The governor of Connecticut recently signed legislation recently that includes language requiring the state to carry out a study into the therapeutic potential of psilocybin mushrooms.

Texas also recently enacted a bill to require the state study the medical benefits of psychedelics for military veterans.

A New York lawmaker introduced a bill in June that would require the state to establish an institute to similarly research the medical value of psychedelics.

The Aspen, Colorado City Council discussed the therapeutic potential of psychedelics like psilocybin and proposals to decriminalize such substances at a meeting in May. But members said, as it stands, enacting a reform would be more better handled at the state level while entheogens remain strictly federally controlled.

Seattle lawmakers also recently sent a letter to members of a local task force focused on the opioid overdose epidemic, imploring the group to investigate the therapeutic potential of psychedelics like ayahuasca and ibogaine in curbing addiction. In response, the task force issued a recommendation for the widespread decriminalization of all drugs. The group said psychedelics in particular could represent a promising treatment to address substance abuse disorders and mental health issues.

Meanwhile, Portland, Oregon activists are mounting a push to have local lawmakers pass a resolution decriminalizing the cultivation, gifting and ceremonial use of a wide range of psychedelics.
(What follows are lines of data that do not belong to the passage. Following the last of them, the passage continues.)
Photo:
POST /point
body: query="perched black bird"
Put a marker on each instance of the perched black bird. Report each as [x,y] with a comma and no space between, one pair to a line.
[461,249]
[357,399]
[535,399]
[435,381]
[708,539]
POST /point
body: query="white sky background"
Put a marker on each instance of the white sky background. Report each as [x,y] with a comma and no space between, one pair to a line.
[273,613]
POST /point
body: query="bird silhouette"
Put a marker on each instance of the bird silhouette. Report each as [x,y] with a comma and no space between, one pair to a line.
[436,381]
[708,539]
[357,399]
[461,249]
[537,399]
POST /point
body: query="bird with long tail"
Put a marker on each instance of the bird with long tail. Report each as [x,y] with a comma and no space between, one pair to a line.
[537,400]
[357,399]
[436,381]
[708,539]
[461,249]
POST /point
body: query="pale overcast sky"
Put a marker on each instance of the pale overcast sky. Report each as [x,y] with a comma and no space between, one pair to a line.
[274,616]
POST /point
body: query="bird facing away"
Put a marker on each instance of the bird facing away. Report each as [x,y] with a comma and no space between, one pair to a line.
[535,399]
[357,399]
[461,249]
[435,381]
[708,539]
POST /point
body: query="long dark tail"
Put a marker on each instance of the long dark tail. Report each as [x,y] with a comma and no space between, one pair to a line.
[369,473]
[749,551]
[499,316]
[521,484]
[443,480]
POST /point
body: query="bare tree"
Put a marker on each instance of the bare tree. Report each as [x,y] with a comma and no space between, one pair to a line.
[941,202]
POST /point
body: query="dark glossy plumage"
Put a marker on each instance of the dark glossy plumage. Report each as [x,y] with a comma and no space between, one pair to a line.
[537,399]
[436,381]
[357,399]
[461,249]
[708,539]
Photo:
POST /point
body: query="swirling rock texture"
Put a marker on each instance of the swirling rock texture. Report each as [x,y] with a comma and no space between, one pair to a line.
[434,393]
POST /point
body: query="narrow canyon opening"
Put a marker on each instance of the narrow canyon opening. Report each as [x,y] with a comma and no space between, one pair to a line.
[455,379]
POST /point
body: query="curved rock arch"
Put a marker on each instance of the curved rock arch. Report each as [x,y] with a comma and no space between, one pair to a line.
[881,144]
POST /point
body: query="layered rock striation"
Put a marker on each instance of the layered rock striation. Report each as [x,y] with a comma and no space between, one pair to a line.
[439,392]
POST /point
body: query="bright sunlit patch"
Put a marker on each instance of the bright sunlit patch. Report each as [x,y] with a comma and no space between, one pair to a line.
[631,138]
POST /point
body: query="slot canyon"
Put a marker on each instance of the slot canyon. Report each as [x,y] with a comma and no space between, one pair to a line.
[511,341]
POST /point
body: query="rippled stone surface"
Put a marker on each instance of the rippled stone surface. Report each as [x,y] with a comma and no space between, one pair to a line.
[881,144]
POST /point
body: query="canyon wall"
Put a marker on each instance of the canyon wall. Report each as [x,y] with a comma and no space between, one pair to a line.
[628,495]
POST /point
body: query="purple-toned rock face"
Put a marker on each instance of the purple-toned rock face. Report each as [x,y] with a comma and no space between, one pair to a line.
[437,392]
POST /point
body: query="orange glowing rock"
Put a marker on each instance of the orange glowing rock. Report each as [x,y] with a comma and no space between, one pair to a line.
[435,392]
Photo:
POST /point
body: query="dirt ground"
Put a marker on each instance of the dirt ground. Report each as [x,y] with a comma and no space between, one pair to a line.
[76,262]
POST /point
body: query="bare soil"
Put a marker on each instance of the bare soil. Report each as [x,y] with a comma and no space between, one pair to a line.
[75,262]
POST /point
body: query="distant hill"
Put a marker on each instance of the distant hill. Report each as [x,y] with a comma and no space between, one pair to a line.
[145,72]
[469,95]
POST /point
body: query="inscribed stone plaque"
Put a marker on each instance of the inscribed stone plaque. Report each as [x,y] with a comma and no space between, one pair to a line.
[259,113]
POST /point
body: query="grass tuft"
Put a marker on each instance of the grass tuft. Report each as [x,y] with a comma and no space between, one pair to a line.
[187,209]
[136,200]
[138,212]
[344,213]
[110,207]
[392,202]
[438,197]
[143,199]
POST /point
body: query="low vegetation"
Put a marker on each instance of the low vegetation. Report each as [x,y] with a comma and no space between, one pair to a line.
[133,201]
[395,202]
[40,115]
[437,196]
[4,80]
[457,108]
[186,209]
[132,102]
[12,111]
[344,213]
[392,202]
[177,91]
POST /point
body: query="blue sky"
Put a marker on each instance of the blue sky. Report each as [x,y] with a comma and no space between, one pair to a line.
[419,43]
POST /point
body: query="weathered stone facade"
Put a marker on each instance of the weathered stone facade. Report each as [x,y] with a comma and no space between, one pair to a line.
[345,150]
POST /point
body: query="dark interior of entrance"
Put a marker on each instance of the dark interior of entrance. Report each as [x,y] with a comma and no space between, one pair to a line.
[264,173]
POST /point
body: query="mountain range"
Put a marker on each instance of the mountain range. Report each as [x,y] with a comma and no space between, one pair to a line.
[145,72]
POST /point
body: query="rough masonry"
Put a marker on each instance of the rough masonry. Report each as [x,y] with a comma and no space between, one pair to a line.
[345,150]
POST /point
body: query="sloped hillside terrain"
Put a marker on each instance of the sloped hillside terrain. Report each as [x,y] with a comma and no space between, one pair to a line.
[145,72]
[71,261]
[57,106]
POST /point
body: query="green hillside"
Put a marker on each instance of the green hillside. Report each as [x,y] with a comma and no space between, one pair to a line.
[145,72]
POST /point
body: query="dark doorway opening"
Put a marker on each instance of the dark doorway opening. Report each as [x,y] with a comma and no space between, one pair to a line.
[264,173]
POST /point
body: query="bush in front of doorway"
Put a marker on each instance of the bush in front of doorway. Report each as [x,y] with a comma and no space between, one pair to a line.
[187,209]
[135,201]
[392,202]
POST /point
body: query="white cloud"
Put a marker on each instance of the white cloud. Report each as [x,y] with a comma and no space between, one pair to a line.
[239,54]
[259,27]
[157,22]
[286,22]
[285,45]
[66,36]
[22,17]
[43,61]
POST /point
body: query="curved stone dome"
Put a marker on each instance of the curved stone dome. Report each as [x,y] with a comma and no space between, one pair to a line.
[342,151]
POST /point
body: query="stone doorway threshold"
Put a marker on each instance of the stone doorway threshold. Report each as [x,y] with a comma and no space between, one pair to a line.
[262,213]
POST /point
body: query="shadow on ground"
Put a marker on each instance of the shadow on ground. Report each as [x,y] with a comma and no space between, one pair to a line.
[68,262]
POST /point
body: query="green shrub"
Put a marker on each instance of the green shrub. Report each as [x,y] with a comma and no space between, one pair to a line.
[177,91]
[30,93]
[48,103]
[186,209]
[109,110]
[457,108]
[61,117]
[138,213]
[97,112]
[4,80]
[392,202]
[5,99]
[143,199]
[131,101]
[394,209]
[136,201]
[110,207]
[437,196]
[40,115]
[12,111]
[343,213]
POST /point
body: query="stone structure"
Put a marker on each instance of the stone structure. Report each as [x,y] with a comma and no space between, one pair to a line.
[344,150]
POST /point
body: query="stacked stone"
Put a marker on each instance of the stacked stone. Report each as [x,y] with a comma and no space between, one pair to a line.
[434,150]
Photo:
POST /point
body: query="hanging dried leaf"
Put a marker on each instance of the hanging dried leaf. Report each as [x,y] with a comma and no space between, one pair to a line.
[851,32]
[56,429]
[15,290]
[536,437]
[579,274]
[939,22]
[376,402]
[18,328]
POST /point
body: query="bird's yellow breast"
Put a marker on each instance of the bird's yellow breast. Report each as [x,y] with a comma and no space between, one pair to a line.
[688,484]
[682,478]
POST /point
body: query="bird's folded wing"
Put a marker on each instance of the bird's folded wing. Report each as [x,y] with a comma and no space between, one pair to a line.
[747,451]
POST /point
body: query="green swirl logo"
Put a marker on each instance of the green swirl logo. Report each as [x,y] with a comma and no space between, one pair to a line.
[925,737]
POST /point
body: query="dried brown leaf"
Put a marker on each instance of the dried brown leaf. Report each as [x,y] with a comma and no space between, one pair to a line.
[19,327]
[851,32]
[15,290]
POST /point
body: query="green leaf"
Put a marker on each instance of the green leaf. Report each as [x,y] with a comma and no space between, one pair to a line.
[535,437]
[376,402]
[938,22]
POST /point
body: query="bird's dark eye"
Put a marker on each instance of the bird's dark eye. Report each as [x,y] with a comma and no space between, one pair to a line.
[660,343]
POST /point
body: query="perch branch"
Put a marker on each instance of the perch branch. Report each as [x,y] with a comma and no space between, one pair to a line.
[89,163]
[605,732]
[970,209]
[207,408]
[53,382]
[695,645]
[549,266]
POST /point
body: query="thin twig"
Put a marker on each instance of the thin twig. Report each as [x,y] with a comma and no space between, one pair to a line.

In a setback for advocates, the U.S. House of Representatives recently voted against a proposal from Rep. Alexandria Ocasio-Cortez (D-NY) that would have removed a spending bill rider that advocates say has restricted federal funds for research into Schedule I drugs, including psychedelics such as psilocybin, MDMA and ibogaine. However, it picked up considerably more votes this round than when the congresswoman first introduced it in 2019.

Report provisions of separate, House-passed spending legislation also touch on the need to expand cannabis and psychedelics research. The panel urged the National Institute On Drug Abuse (NIDA) to support expanded marijuana studies, for example. It further says that federal health agencies should pursue research into the therapeutic potential of psychedelics for military veterans suffering from a host of mental health conditions.

When it comes to broader drug policy reform, Oregon voters also approved an initiative in November to decriminalize possession of all drugs. This year, the Maine House of Representatives passed a drug decriminalization bill, but it later died in the Senate.

In May, lawmakers in Congress filed the first-ever legislation to federally decriminalize possession of illicit substances.